La journée du vote, le 20 juin, est accompagnée comme toujours de violence et de rumeurs. Plusieurs effractions sont rapportées. Duplessis et l’Union Nationale sont reportés facilement au pouvoir avec 72 comtés, trois de plus qu’en 1954. Les libéraux en récoltent 20. Les «bleus» recueillent 52 % des votes contre le 44,5 % des «rouges». Dans Verdun, Ouellette perd par 13,361 votes aux mains de Lionel Ross qui est réélu. Pierre Laporte est défait.

Les antiduplessistes sont découragés, les libéraux parlent de changer de chef, les créditistes voient des jours meilleurs venir de leur expérience et plusieurs expliquent le succès de Duplessis par le patronage et la machine électorale. Ils ne veulent absolument pas lui rendre quelque crédit que ce soit malgré qu’il vienne de leur administrer une vraie leçon politique alors qu’il s’est affiché clairement comme le seul porte-parole des revendications nationalistes du Québec dans la lutte de la province avec le gouvernement fédéral.
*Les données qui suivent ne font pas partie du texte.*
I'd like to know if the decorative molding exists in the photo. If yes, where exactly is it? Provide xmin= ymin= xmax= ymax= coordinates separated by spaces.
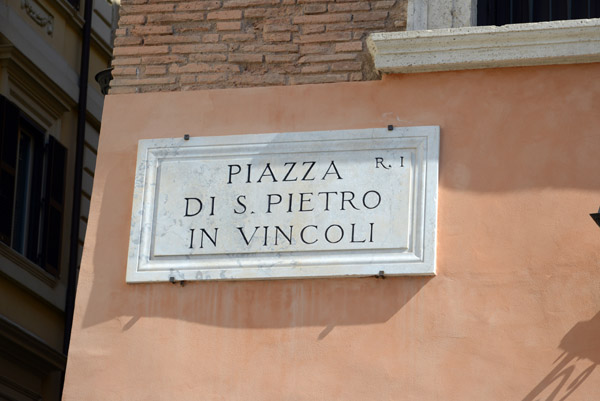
xmin=0 ymin=7 xmax=104 ymax=124
xmin=21 ymin=0 xmax=54 ymax=36
xmin=367 ymin=18 xmax=600 ymax=73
Il a surtout fait comprendre que le temps était à la défense de l’autonomie si la province voulait s’offrir éventuellement une politique sociale d’envergure.

Le 8 septembre 1956, des «citoyens désireux de construire dans cette province une société vraiment démocratique» fondent le «Rassemblement». Ce «mouvement d’éducation et d’action démocratique dont le but est de créer un nouveau climat politique» comprend Pierre Dansereau, doyen de la faculté des sciences de l’U. de M., Trudeau, Jean-Paul Lefebvre de la Confédération, Hébert, Jacques-Yvan Morin de la Fédération des unions industrielles du Québec, Marchand et Arthur Tremblay. Selon Marchand «le Rassemblement représente l’occasion (pour les syndiqués)… d’établir des liens efficaces avec les cultivateurs, les intellectuels, les professionnels en vue de trouver des solutions aux problèmes politiques du Québec». Le Rassemblement refuse quiconque affilié à un parti politique, sauf le NDP. Son membership dépasse les 500 membres en 1957 mais diminue rapidement par après. Pour Gérard Bergeron du Devoir « il rassemble un groupe d’exilés, à la recherche d’une patrie politique». Claude trouve cette définition exacte et conforme à ce qu’il croit depuis quelques années. Les antiduplessistes semblent enfermés dans une double incapacité politique: l’incapacité de rallier tous les opposants au régime et l’incapacité de proposer une politique alternative valable. Le Rassemblement est un échec.

Trudeau reviendra avec une nouvelle formule «l’Union des Forces Démocratiques» pour «désarçonner le régime Duplessis» et «épargner au Québec la reconduction de Duplessis pour un nouveau mandat».